Tribunal judiciaire, service des référés, 15 juin 2026 — n° 26/52242
Synthèse de la décision
Question juridique
Quelles sont les conditions pour ordonner une expertise médicale en référé dans le cadre d'une aggravation de l'état de santé d'une personne ?
Principe retenu
Conformément à l'article 145 du code de procédure civile, des mesures d'instruction peuvent être ordonnées en référé pour conserver et établir la preuve des faits susceptibles d'influencer la solution d'un litige, lorsque des motifs légitimes existent.
Faits clés
- Madame [H] [G] a assigné M. [T] [J] et la CPAM de Paris en référé.
- Elle demande la désignation d'experts en psychiatrie et neurologie pour évaluer son état de santé.
- Elle sollicite également une indemnisation de 3 000 € au titre de l'article 700 du code de procédure civile.
- La CPAM n'a pas constitué avocat, rendant la décision réputée contradictoire.
- Le Fonds de garantie des assurances obligatoires de dommages intervient volontairement dans la procédure.
Articles cités
article 145 du code de procédure civile
article 700 du code de procédure civile
article 699 du code de procédure civile
Exposé du litige
TRIBUNAL
JUDICIAIRE
DE [Localité 1]
■
N° RG 26/52242 -
N° Portalis 352J-W-B7K-DCE67
N°: 4
Assignation du :
23 Février 2026
23 Mars 2026
EXPERTISE[1]
[1] 2 Copies exécutoires
+ 1 CCC à l’expert :
délivrées le :
ORDONNANCE DE RÉFÉRÉ
rendue le 15 juin 2026
par Pauline LESTERLIN, Juge au Tribunal judiciaire de Paris, agissant par délégation du Président du Tribunal,
Assistée de Daouia BOUTLELIS, Greffier
DEMANDERESSE
Madame [H] [G]
[Adresse 1]
[Localité 2]
représentée par Me Daniel BERNFELD, avocat au barreau de PARIS - #R0161
DEFENDEURS
Monsieur [T] [J]
[Adresse 2]
[Localité 3]
non représenté
La CPAM DE [Localité 1]
[Adresse 3]
[Localité 2]
non représentée
INTERVENANTE VOLONTAIRE
Le Fond de Garantie des Assurances Obligatoires de Dommages FGAO
[Adresse 4]
[Localité 4]
représentée par Maître Anne GRAPPOTTE-BENETREAU de la SCP GRAPPOTTE BENETREAU, avocats associés, avocats au barreau de PARIS - #K0111
DÉBATS
A l’audience du 18 Mai 2026, tenue publiquement, présidée par Pauline LESTERLIN, Juge, assistée de Daouia BOUTLELIS, Greffier,
Vu les actes délivrés le 23 février et le 23 mars 2026, par lesquels Mme [H] [G] a assigné devant le président du tribunal judiciaire de Paris, statuant en référé, M. [T] [J] et la caisse primaire d’assurance maladie (CPAM) de Paris, organisme tiers payeur, aux fins de voir :
– désigner un collège d’experts, l’un spécialisé en psychiatrie et l’autre en neurologie, avec faculté pour eux de s’adjoindre tout sapiteur de leur choix, aux fins d’examiner conjointement Mme [H] [G] et de se prononcer tant sur l’imputabilité de l’aggravation de son état de santé que sur les préjudices en résultant, selon la mission habituelle en la matière ;
– dire qu’il appartiendra à l’expert neurologue d’établir un rapport d’ensemble ;
– condamner M. [T] [J] à payer à Mme [H] [G] la somme de 3 000 € au titre des dispositions de l’article 700 du code de procédure civile ;
– déclarer l’ordonnance à intervenir commune à la CPAM de [Localité 1] et opposable au Fonds de garantie des assurances obligatoires de dommages ;
– dire que les dépens de l’instance seront à la charge du Trésor public ;
– dire qu’il pourra être fait application de l’article 699 du code de procédure civile.

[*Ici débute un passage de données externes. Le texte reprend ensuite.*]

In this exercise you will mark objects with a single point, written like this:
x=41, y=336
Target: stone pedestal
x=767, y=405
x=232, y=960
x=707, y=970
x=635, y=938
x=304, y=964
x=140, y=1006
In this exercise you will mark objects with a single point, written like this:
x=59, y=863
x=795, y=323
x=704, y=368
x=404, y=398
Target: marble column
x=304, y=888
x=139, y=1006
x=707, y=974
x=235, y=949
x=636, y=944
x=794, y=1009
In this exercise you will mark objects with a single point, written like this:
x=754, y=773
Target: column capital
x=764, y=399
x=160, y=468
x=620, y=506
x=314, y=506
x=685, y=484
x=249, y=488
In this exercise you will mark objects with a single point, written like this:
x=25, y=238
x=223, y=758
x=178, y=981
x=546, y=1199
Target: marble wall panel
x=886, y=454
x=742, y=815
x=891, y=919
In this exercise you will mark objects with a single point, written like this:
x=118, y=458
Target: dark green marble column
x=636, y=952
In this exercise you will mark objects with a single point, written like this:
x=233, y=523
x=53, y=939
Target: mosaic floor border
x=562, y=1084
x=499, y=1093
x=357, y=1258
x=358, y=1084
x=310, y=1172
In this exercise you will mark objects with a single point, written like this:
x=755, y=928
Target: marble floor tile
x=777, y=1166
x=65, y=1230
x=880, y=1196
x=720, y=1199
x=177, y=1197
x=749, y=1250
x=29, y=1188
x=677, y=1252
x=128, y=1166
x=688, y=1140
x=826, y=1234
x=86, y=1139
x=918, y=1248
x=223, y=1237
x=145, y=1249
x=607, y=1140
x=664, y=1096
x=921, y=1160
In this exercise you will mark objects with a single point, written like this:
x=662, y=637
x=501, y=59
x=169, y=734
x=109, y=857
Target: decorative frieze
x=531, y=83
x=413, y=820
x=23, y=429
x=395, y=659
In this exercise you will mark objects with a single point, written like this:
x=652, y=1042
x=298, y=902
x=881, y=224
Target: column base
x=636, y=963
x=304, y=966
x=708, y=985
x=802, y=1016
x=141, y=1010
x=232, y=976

Vu les observations à l’audience du 18 mai 2026 de Mme [H] [G], représentée par son conseil, qui a soutenu les demandes formulées dans l’assignation ;
Vu les conclusions du Fonds de garantie des assurances obligatoires de dommages (FGAO) sollicitant de recevoir son intervention volontaire, indiquant s’en rapporter à justice sur la demande d’expertise, rappelant qu’aucune condamnation conjointe ou in solidum ne peut être prononcée à son encontre et rappelant que l’ordonnance à intervenir ne peut être qu’opposable au FGAO ;
Bien que régulièrement assignée, la caisse primaire d’assurance maladie (CPAM) de [Localité 1] n’a pas constitué avocat, de sorte que la décision sera réputée contradictoire.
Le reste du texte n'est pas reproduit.